Из романа "Тайный остров".
По мере того, как всё более ясно становилось, что Советский Союз выстоит и победит в войне с Германией, менялись и настроения в финском обществе. Те же националисты говорили уже не о «Великой Финляндии», а о необходимости любой ценой сохранить независимость Финляндии.
И уже осенью 1943 года начались попытки с финской стороны связаться с советским руководством с тем, чтобы Финляндия могла с наименьшими для себя потерями выйти из войны. Передаточными звеньями в предварительных переговорах служило министерство иностранных дел Швеции и посол СССР в Швеции Александра Коллонтай.
Финны торговались, мечтали оставить за собой Выборг и другие территории, принадлежавшие им до «зимней» войны.

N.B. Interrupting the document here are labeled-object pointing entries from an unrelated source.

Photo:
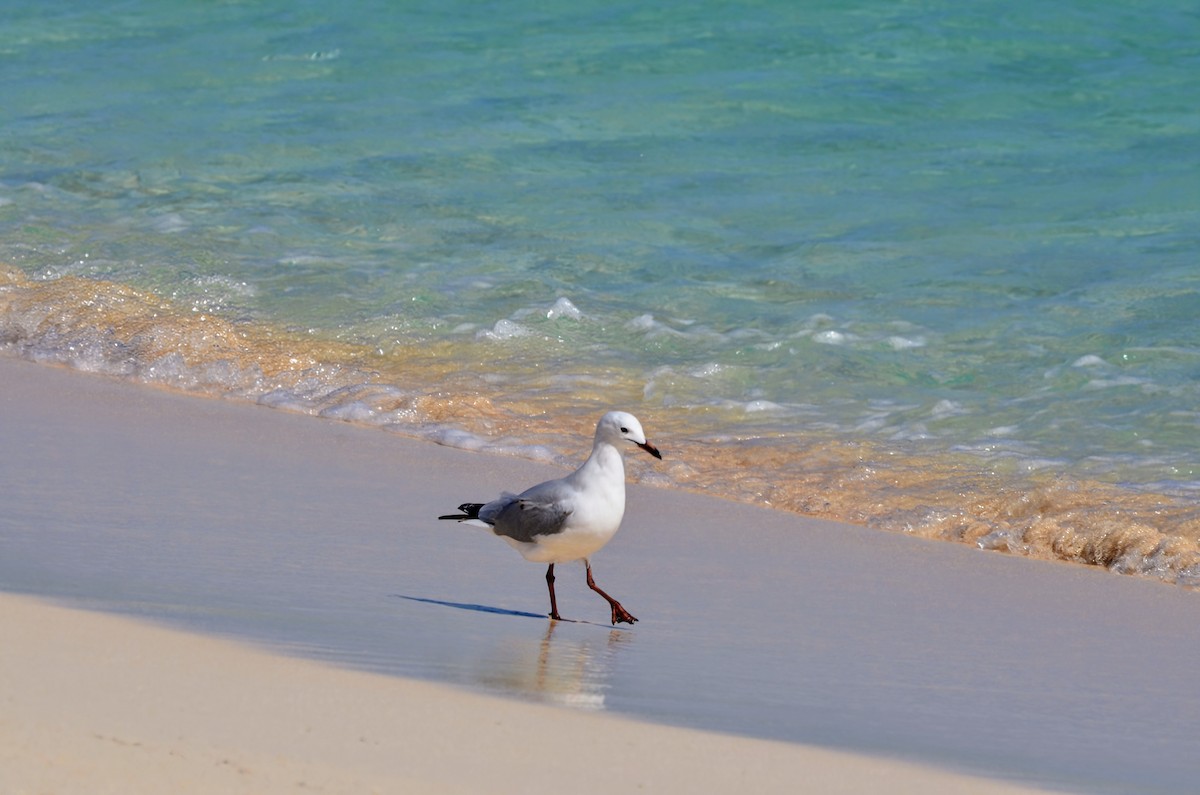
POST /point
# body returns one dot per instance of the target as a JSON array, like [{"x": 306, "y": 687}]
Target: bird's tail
[{"x": 469, "y": 510}]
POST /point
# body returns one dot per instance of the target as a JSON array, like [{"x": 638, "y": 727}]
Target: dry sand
[
  {"x": 101, "y": 704},
  {"x": 907, "y": 662}
]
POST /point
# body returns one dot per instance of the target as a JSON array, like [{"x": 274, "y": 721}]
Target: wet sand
[{"x": 813, "y": 647}]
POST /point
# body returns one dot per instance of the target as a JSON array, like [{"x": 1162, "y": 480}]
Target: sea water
[{"x": 931, "y": 267}]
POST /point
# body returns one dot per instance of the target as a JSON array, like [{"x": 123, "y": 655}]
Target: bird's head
[{"x": 622, "y": 426}]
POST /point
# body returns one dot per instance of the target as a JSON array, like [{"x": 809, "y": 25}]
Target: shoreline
[
  {"x": 1030, "y": 508},
  {"x": 318, "y": 539}
]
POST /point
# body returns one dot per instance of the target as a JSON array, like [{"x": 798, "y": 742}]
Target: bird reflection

Коллонтай по поручению советского руководства заявила, что отправным пунктом для переговоров может быть только граница 1940 года.
Финны упирались. СССР от языка дипломатии пришлось переходить к языку военной силы. В ночь с 6 на 7 февраля 1944 года 728 советских бомбардировщиков сбросили 910 тонн бомб на Хельсинки. В городе начались пожары. Горели военные склады и казармы, заводы… Так как население было оповещено о налете за несколько минут до него, потери среди мирных жителей был невелики – около ста человек. 17 февраля был совершен второй налет советской авиации на Хельсинки. А в ночь с 26 на 27 февраля 1944 года – третий. Город бомбили 880 самолетов, Система ПВО финнов оказалась малоэффективной. Не помогла и срочно переброшенная из Германии эскадрилья, укомплектованная асами люфтваффе. За три налета советская авиация потеряла не более двадцати самолётов.

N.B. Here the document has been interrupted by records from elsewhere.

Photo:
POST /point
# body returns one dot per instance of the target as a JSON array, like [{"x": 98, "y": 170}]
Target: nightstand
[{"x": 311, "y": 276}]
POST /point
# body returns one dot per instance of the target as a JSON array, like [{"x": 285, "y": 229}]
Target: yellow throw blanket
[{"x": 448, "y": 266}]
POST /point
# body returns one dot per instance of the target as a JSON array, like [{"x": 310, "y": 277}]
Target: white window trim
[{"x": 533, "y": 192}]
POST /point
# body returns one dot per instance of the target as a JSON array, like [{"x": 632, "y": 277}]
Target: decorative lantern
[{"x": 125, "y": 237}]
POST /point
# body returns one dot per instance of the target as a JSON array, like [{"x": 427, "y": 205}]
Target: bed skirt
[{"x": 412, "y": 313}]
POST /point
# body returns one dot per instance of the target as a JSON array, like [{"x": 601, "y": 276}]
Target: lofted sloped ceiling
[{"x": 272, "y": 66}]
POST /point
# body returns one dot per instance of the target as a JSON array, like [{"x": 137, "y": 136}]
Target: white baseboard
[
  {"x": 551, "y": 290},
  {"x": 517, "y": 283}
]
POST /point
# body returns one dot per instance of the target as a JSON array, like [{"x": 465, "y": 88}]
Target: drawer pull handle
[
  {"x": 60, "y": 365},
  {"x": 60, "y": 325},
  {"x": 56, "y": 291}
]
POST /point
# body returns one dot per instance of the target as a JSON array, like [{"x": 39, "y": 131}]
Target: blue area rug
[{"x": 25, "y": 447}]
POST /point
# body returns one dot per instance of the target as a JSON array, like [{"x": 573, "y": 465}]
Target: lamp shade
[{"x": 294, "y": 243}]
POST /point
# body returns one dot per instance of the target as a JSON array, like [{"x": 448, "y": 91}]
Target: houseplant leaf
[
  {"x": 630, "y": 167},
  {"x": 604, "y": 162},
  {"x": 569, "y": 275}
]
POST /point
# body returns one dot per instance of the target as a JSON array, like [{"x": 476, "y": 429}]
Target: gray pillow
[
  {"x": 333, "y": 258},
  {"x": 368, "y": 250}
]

В марте 1944 года правительство Финляндии обратилось через Стокгольм к советскому правительству и запросило более детальные сведения об условиях мирного договора. 25 марта финская делегация прилетела в Москву для переговоров. В это же время по приказу Маннергейма началась эвакуации гражданского населения с Карельского перешейка и вывоз различного имущества и оборудования из оккупированной Карелии.
В ходе переговоров финнам были выдвинуты требования – безоговорочно признать границу, установленную весной 1940 года; в течение апреля 1944 года интернировать с территории Финляндии немецкие войска; в счет репараций поставить Советскому Союзу в течение пяти лет товаров на шестьсот миллионов американских долларов.

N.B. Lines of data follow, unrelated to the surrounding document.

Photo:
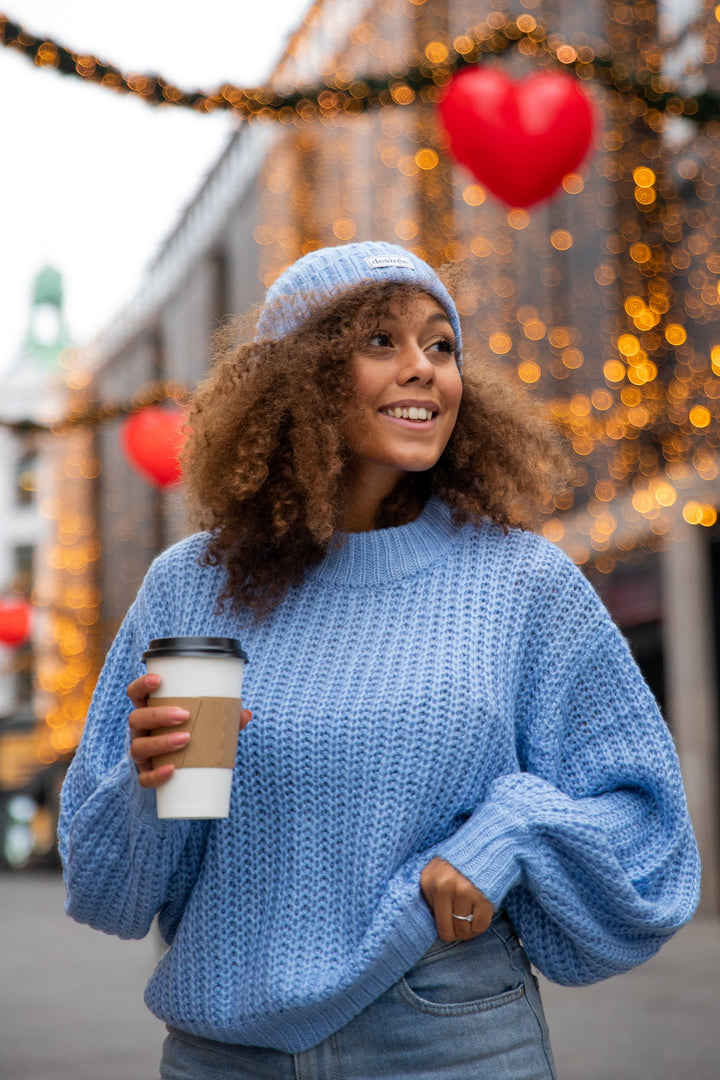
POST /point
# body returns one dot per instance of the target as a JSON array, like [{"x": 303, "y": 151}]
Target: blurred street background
[
  {"x": 71, "y": 1002},
  {"x": 150, "y": 190}
]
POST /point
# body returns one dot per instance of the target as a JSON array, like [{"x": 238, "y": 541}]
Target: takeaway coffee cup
[{"x": 203, "y": 675}]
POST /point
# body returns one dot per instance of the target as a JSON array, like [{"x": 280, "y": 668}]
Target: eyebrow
[{"x": 437, "y": 316}]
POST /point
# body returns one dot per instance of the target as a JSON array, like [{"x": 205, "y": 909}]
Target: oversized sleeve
[
  {"x": 588, "y": 846},
  {"x": 121, "y": 865}
]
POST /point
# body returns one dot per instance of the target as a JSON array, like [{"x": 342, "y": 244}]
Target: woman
[{"x": 450, "y": 743}]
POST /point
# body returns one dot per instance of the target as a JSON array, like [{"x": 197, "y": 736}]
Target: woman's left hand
[{"x": 448, "y": 892}]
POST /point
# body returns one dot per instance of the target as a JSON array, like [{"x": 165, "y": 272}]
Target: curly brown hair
[{"x": 267, "y": 468}]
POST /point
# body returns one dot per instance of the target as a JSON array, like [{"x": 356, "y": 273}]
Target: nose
[{"x": 415, "y": 366}]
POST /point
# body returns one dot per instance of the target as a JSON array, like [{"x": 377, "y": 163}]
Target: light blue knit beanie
[{"x": 330, "y": 270}]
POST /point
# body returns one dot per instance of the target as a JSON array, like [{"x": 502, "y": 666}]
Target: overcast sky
[{"x": 92, "y": 181}]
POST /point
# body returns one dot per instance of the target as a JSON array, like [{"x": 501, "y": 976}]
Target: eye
[
  {"x": 381, "y": 340},
  {"x": 445, "y": 346}
]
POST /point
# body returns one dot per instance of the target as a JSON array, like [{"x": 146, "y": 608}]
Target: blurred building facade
[
  {"x": 31, "y": 395},
  {"x": 602, "y": 301}
]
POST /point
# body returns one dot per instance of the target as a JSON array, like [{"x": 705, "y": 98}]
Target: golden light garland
[
  {"x": 91, "y": 414},
  {"x": 353, "y": 95}
]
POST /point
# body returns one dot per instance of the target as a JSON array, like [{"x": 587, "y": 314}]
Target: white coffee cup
[{"x": 205, "y": 676}]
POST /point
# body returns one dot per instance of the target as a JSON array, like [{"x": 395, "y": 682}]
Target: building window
[{"x": 26, "y": 478}]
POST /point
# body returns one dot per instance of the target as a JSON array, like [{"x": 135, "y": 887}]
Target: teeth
[{"x": 412, "y": 413}]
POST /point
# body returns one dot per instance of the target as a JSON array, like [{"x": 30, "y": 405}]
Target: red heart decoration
[
  {"x": 15, "y": 617},
  {"x": 151, "y": 440},
  {"x": 518, "y": 138}
]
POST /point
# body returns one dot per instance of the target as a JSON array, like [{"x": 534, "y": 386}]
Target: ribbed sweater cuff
[{"x": 487, "y": 851}]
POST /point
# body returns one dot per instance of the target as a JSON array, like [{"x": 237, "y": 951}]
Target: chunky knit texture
[{"x": 429, "y": 690}]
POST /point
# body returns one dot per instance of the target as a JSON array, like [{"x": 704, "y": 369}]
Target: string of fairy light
[
  {"x": 634, "y": 383},
  {"x": 94, "y": 414},
  {"x": 355, "y": 94}
]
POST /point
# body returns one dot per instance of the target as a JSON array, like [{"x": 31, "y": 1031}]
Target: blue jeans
[{"x": 465, "y": 1011}]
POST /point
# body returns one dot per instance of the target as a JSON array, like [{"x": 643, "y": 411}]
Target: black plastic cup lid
[{"x": 194, "y": 647}]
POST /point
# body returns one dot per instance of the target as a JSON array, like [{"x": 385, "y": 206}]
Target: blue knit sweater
[{"x": 428, "y": 691}]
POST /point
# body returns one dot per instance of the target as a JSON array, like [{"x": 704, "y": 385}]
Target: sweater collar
[{"x": 382, "y": 555}]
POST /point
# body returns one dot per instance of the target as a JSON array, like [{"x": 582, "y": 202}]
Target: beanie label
[{"x": 378, "y": 261}]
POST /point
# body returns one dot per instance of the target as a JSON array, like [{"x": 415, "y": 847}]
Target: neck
[{"x": 366, "y": 491}]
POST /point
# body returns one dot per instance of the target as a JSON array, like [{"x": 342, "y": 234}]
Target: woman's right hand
[{"x": 146, "y": 718}]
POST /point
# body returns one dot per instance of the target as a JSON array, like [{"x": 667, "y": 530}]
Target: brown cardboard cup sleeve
[{"x": 213, "y": 725}]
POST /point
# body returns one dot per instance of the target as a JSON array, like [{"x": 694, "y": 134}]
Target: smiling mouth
[{"x": 411, "y": 413}]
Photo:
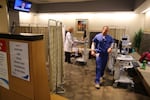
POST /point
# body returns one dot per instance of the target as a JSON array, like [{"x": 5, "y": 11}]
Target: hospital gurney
[{"x": 123, "y": 62}]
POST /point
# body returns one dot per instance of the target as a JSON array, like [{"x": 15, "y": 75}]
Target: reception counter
[{"x": 23, "y": 74}]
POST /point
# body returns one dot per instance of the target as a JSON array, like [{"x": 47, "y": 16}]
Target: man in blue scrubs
[{"x": 101, "y": 46}]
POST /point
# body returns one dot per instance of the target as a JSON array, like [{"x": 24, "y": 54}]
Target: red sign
[{"x": 3, "y": 45}]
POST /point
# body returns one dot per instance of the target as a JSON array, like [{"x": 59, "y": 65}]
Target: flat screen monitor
[{"x": 22, "y": 5}]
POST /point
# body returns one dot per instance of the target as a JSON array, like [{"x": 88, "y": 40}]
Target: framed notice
[
  {"x": 19, "y": 57},
  {"x": 4, "y": 82},
  {"x": 81, "y": 25}
]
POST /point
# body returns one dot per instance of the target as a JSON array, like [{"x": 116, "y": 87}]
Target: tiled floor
[{"x": 79, "y": 85}]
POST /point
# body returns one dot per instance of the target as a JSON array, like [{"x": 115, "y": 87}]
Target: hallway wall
[
  {"x": 3, "y": 17},
  {"x": 129, "y": 20},
  {"x": 147, "y": 22}
]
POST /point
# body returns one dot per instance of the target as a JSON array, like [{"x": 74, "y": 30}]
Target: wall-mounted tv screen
[{"x": 22, "y": 5}]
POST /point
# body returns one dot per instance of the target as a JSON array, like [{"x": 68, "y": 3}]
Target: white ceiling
[{"x": 57, "y": 1}]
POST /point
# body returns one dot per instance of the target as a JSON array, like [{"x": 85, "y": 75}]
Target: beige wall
[
  {"x": 3, "y": 17},
  {"x": 129, "y": 20}
]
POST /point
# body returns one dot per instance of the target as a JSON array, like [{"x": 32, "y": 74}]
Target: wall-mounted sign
[
  {"x": 19, "y": 60},
  {"x": 4, "y": 82}
]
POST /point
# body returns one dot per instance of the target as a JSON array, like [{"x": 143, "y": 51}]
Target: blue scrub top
[{"x": 102, "y": 43}]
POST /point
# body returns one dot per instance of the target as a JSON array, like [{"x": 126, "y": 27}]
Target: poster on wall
[
  {"x": 4, "y": 82},
  {"x": 81, "y": 25},
  {"x": 19, "y": 60}
]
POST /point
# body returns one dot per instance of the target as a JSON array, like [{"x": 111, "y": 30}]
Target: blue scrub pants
[{"x": 101, "y": 62}]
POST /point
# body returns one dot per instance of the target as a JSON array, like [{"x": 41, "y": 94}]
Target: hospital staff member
[
  {"x": 101, "y": 46},
  {"x": 68, "y": 45}
]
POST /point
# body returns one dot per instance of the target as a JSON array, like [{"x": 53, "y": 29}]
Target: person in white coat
[{"x": 68, "y": 45}]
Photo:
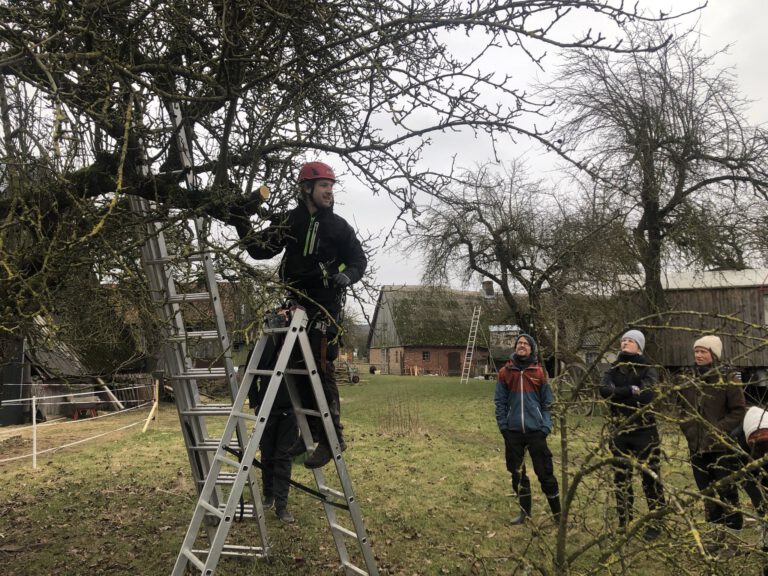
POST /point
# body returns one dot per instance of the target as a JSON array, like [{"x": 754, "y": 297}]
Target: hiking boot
[
  {"x": 525, "y": 501},
  {"x": 297, "y": 448},
  {"x": 320, "y": 457},
  {"x": 284, "y": 516}
]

Несмотря на то, что положение финских войск уже было безнадёжным, несмотря на то, что все здоровые мужчины в возрасте до сорока пяти лет включительно были уже призваны на военную службу, 18 апреля финское правительство официально дало отрицательный ответ на советские условия мира. Вероятно, это стало следствием параллельных тайных переговоров с Германией. А 22 июня 1944 года в Хельсинки прибыл министр иностранных дел Германии Риббентроп. В ходе переговоров с ним финны (в лице президента Рюти, скоро смененного на этом посту Маннергеймом) заверили, что не подпишут такой мирный договор, который не одобрит Германия.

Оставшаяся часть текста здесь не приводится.